Но Кантор не прекращает борьбу. В 1884 году, проведя весной месяц в лечебнице, он решает уладить отношения с Кронекером. Он приходит к выводу, что главные претензии Кронекера не личные, а философские – и касаются лишь отдельных аспектов его работы. Поэтому Кантор пишет Кронекеру.
«Я придерживаюсь мнения, что большая часть того, что я сделал в науке за последние годы, не так уж сильно противоречит требованиям, которые вы предъявляете к „конкретной“ математике, как вам кажется». Это вопрос подачи, утверждает он, а не сути.
Кронекер отвечает короткой, вежливой запиской.

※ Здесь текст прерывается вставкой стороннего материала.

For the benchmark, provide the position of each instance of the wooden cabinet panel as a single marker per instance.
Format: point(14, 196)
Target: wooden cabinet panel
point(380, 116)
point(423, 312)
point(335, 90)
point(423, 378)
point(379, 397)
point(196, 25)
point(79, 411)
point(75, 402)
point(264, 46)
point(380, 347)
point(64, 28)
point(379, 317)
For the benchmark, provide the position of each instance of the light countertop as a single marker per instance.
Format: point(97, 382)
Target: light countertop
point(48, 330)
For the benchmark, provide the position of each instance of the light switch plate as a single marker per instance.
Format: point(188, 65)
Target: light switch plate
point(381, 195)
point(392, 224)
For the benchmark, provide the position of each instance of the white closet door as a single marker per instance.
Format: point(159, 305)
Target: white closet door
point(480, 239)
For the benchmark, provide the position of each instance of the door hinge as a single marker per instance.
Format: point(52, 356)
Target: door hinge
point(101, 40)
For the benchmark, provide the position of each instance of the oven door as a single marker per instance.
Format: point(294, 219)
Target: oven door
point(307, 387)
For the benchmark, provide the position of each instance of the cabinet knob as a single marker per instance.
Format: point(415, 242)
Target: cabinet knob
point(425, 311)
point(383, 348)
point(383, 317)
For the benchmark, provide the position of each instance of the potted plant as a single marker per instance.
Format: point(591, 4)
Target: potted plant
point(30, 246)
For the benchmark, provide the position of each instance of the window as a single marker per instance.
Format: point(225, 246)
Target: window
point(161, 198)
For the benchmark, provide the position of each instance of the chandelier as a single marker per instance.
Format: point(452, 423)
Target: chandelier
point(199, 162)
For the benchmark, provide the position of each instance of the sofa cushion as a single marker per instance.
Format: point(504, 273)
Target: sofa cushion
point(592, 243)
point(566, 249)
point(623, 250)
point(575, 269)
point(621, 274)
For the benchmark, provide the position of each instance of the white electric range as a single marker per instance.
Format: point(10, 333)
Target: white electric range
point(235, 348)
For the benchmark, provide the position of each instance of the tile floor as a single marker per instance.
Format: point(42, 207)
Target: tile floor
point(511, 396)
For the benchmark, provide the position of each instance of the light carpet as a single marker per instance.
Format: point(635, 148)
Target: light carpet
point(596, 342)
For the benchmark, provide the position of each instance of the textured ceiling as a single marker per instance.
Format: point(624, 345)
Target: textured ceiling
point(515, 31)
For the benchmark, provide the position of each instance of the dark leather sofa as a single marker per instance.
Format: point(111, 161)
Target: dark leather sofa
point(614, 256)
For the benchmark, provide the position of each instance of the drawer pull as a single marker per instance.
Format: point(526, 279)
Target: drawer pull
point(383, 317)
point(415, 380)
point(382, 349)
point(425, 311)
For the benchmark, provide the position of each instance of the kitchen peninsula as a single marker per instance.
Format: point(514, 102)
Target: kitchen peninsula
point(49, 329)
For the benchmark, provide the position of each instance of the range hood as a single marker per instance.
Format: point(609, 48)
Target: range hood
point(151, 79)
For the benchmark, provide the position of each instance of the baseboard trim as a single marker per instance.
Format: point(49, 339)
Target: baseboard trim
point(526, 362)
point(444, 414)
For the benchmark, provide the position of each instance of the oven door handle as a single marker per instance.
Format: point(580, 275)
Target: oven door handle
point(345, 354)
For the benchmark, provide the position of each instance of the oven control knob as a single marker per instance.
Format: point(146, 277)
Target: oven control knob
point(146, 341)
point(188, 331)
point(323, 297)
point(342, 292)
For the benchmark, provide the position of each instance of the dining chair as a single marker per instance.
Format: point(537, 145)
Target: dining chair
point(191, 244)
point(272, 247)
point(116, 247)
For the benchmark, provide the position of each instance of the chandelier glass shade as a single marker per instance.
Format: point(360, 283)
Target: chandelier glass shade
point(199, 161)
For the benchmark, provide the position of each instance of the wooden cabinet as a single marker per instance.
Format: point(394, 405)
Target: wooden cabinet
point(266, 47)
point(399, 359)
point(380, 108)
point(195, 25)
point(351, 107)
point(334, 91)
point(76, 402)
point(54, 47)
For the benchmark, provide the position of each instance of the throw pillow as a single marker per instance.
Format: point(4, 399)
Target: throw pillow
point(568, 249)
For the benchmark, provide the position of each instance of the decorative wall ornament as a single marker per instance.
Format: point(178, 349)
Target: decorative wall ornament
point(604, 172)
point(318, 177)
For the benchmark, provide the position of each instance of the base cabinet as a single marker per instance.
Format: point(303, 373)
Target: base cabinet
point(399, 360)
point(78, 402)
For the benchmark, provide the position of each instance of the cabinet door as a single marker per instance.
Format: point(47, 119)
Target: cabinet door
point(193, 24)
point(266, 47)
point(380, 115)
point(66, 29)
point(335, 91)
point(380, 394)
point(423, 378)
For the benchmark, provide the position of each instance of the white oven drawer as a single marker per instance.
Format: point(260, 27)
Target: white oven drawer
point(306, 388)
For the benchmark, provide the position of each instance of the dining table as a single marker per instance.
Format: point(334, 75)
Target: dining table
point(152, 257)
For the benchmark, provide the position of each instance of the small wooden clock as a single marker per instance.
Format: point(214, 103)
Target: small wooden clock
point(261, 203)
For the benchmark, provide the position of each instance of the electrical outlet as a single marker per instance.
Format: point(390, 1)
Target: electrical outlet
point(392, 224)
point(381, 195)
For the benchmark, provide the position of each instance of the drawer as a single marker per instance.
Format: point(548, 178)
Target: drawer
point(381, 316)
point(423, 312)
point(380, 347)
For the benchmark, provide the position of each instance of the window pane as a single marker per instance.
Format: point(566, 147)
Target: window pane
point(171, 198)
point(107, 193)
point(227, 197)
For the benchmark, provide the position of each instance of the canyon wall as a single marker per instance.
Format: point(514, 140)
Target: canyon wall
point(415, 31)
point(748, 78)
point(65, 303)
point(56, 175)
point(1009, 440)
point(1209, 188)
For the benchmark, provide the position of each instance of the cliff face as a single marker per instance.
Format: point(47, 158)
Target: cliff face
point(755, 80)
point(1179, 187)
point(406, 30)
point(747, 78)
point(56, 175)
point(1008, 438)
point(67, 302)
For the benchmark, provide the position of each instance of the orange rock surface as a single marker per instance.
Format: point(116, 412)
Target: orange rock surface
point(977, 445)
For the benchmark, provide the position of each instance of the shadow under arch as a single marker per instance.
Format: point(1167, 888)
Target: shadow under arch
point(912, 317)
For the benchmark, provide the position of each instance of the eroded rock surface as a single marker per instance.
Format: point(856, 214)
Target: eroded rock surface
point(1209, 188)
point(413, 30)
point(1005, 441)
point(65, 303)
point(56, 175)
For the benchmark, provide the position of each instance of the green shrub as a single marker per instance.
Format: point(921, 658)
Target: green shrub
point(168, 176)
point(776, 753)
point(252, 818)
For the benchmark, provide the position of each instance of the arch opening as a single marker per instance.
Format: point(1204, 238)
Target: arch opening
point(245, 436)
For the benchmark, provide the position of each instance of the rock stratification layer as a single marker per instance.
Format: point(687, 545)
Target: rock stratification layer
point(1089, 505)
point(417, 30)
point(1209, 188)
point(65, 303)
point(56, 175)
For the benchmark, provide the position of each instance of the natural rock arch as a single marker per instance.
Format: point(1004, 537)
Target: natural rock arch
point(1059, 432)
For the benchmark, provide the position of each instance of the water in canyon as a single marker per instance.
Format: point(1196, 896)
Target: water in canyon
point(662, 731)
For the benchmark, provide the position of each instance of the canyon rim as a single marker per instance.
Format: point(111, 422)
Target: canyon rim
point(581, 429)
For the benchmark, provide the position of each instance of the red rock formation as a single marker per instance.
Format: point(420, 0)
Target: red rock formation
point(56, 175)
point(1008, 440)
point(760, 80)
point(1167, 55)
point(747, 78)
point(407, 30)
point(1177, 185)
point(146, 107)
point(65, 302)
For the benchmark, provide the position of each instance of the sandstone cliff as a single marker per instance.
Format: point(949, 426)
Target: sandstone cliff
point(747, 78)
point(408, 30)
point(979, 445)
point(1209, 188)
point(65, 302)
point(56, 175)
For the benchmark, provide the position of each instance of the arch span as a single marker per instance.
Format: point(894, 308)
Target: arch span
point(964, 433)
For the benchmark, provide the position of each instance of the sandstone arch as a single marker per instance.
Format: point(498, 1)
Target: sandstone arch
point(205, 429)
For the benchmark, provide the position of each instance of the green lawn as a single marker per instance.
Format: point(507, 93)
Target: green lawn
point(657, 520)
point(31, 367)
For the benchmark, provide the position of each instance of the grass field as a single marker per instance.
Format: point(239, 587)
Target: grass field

Он вспоминает прежние, счастливые времена. Золотые дни. Кантор был тогда юным аспирантом с горящими глазами и щетиной на щеках, учившимся у ног Кронекера. Именно этого Кантора он помнит. Именно его он любит.
Кантор принимает эту ностальгию за оливковую ветвь, за попытку Кронекера – какой бы нарциссичной она ни была – пойти ему навстречу. Луч теплого, целительного света. Смогут ли они, захотят ли они оставить прошлое позади?
Увы, нет.
Пока письма шли друг другу, Кантор с удвоенной силой бился над континуум-гипотезой. И снова полный провал. Он опускал руки на пару дней, потом его накрывало новой волной энергии, он бросался в бой, ему казалось – вот оно! – и он слал восторженное письмо Миттаг-Леффлеру: я нашел доказательство! И какое простое! Невероятно простое!
«Когда я приведу все в порядок, я пришлю детали», – пишет он. Но к моменту, когда письмо доходит до Швеции, он уже отправляет следом другое: «Не берите в голову!» Опять ложный след, опять кроличья нора. Он снова ныряет в работу. Но через несколько недель понимает, что гнался за призраком. Показать нечего – остался лишь вкус пепла на губах и горчайшее разочарование.
Наконец, в начале 1885 года он спешно пишет две статьи для журнала Миттаг-Леффлера. Однако реакция оказывается совсем не той, на которую он рассчитывал. Другу статьи не нравятся. Слишком философские, говорит Миттаг-Леффлер, – и не в лучшем смысле. Вспомните Карла Фридриха Гаусса, говорит он, великого немецкого математика прошлого поколения, которого все боготворят. Гаусс открыл неевклидову геометрию в начале XIX века, но спрятал ее в ящик стола и так и не решился опубликовать, зная, что она слишком опережает время.
Вспомните Гаусса, предупреждает Миттаг-Леффлер. Гаусс понимал, что для неевклидовой геометрии еще слишком рано. Было рано для Гаусса, и сейчас рано для Кантора. Публиковать эти статьи сейчас было бы опрометчиво, это «нанесет большой урон вашей репутации среди математиков», пишет Миттаг-Леффлер.
«Я прекрасно знаю, что вам это, по сути, безразлично, но время еще не пришло», – говорит он. На сто лет раньше срока! Сейчас это никто не поймет. «Если ваша теория будет дискредитирована таким образом, пройдет немало времени, прежде чем она снова привлечет внимание математического мира».
Все это ранит Кантора. Предательство – самая горькая обида. Кантор вдруг понимает, что Миттаг-Леффлер – единственный математик, который, как он думал, был на его стороне, – тоже его бросает. «На сто лет раньше срока…» Кантор с сарказмом жалуется в письме другому математику: «Мне, видимо, придется ждать 1984 года».